The people are the Church
Last Saturday evening, having returned in a depressed state from Cavan's minor championship defeat to Galway in Longford, and having spent some time in mature reflection, I decided to attend evening mass in my local church. With about ten minutes to go to mass-time, I noted that both car parks were filling up quickly and those alighting from same were engaging one and other in typical rural topics - how did yiz get on in the bog?, I hear there's rain forecast, were you in Longford?, I hear he's having an extra collection for Trocaire this evening, aye, it's a good cause - them poor people.
By eight o'clock the church was full to capacity - a popular local family was having an anniversary mass; the choir, in full voice, got proceedings under way and with a fluency and sense of order, fine tuned since the church first opened its doors in 1831, a sense of peace and tranquillity descended on all present. At 8.40 the final hymn was sung and upon exiting the congregation divided as usual - some departing immediately, some engaging in conversation while others went to graves to remember departed loved ones. It was a mundane, uneventful and unremarkable occasion, you may say, and one that was replicated in a thousand Irish Christian churches over the weekend so why bother writing about it?
To that question I would simple reply that in its sheer uneventfulness and simplicity it carries a significance which has the potential to define the course of religious practice in our country into the distant future. Here are people happy with the practice and ethos of the religion into which they and their forebears were born. They may be shamed and annoyed by the reports of sinfulness and cruelties perpetrated by a small section of the leaders and guiding lights but they are people slow to anger and quick to forgive. Deep in their psyche are memories of past injustices and persecutions but, perhaps more importantly, there is a deep understanding of the vagaries and frailties of human nature.

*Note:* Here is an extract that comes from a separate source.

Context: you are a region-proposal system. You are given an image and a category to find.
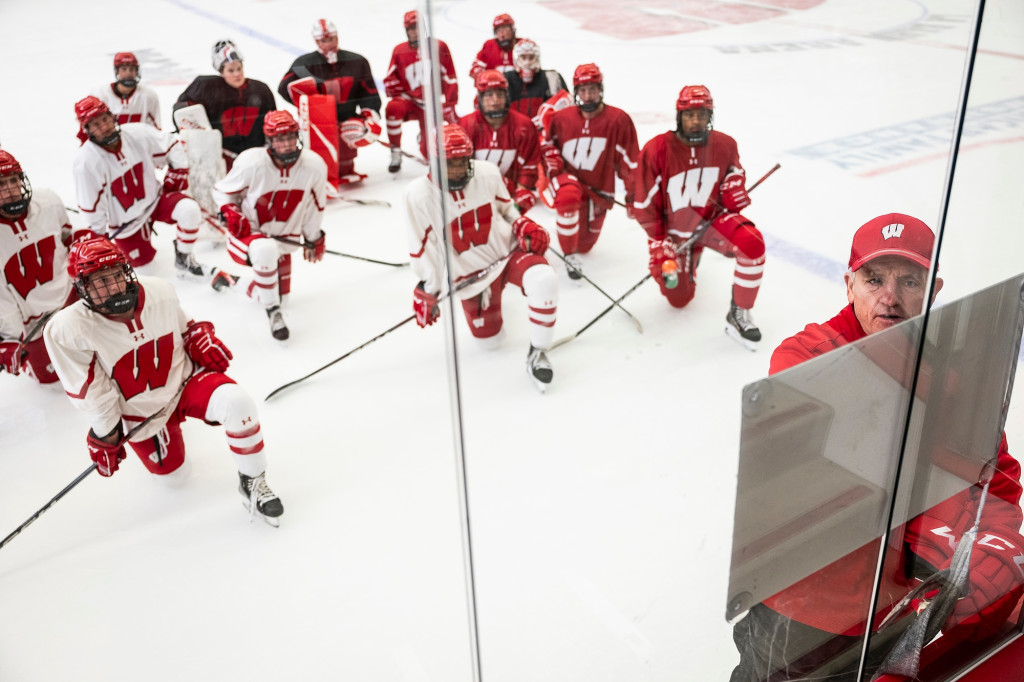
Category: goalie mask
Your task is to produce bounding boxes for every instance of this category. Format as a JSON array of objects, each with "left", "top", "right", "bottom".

They will not be swayed in their views by the unending stream of abusive missives appearing daily in the national newspapers over the years from serried ranks of agnostics, humanists, hedonists, atheists and chronic cranks. In fact many, in sheer frustration, have stopped buying daily or Sunday newspapers in silent protest at what they regard as deliberately unbalanced news and opinion contributions.
This mindset is not alone the prerogative of Irish rural people, of course. A couple of years ago an American journalist, convinced that the continued negative content of what pupports to be news and particularly crime reporting in tabloid scandal sheets were, in themselves at least partly to blame for social misbehaviour and street criminality. To test his thesis he locked himself in a New York apartment for a month with no reading matter except for a daily copy of a British tabloid newspaper. When he emerged from his confinement he expressed himself as being so neurotic that he was fully prepared to attack and injure or kill the first person he met on the street. Touche.

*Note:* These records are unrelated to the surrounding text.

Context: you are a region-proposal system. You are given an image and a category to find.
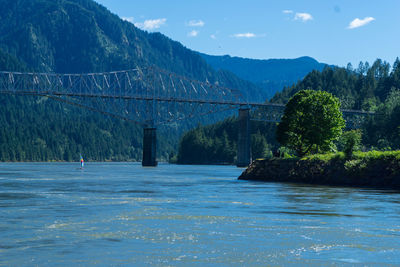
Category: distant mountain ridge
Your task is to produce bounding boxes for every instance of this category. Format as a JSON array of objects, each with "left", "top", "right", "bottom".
[
  {"left": 200, "top": 54, "right": 327, "bottom": 98},
  {"left": 0, "top": 0, "right": 265, "bottom": 101}
]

In the Irish context I am not arguing that the rural people are not without their concerns - far from it. While the overall frontal assault on the church - instead of a well defined and fact supported de-frocking of those who have scandalised it - has without doubt moved them closer to their priests they know instinctively that change must come. To be fair much has been, and continues to be done, in the matter of childcare and protection. We know that when the furore caused by the publication of the Cloyne Report fizzles out it will, when it suits the media, be followed by further "revelations" - possibly from Raphoe. In this regard it would be remiss not to pay tribute and appreciation to the person charged by the Catholic Church with investigation and reportage of allegations of sexual crime in the church. He is Mr Ian Elliot, a Presbyterian who, by his meticulous pursuit of the truth and his measured and fair responses to media interrogation have been highly impressive.
To return to the question of change it may also be opportune to point out that an enormous amount of renovation has been carried out on churches of all denominations over the past few years. The generosity of the ordinary churchgoers has been extraordinary and the willingness of clergy to provide detailed and up-to-date financial and structural information at all stages has been very well received.
Decline
The decline in religious vocations has resulted in well organised and implemented increases in lay participation and the establishment of pastoral councils and church committees has released the clergy from many standard and time consuming duties.
However, and this is perhaps more relevant to the Catholic rather than other denominations, the question of how to bring church direction, transparency, doctrine and governance closer to the ordinary people is one that will require many years of thought, reflection and progress. In my view (humble as usual of course!) the trappings of wealth must be reduced and eventually obliterated. Personally, I have for many years been uneasy with the fact that the Vatican, the earthly epicentre of the Church of Christ, holds perhaps billions of euro worth of priceless artistic treasures in Rome while in many parts of the world members of that same church go hungry. Closer to home, I suggest that while the vast majority of priests and bishops live modest and even frugal lives, the continuing use of rambling old Victorian semi-mansions as residences is a little incongruous in the modern world.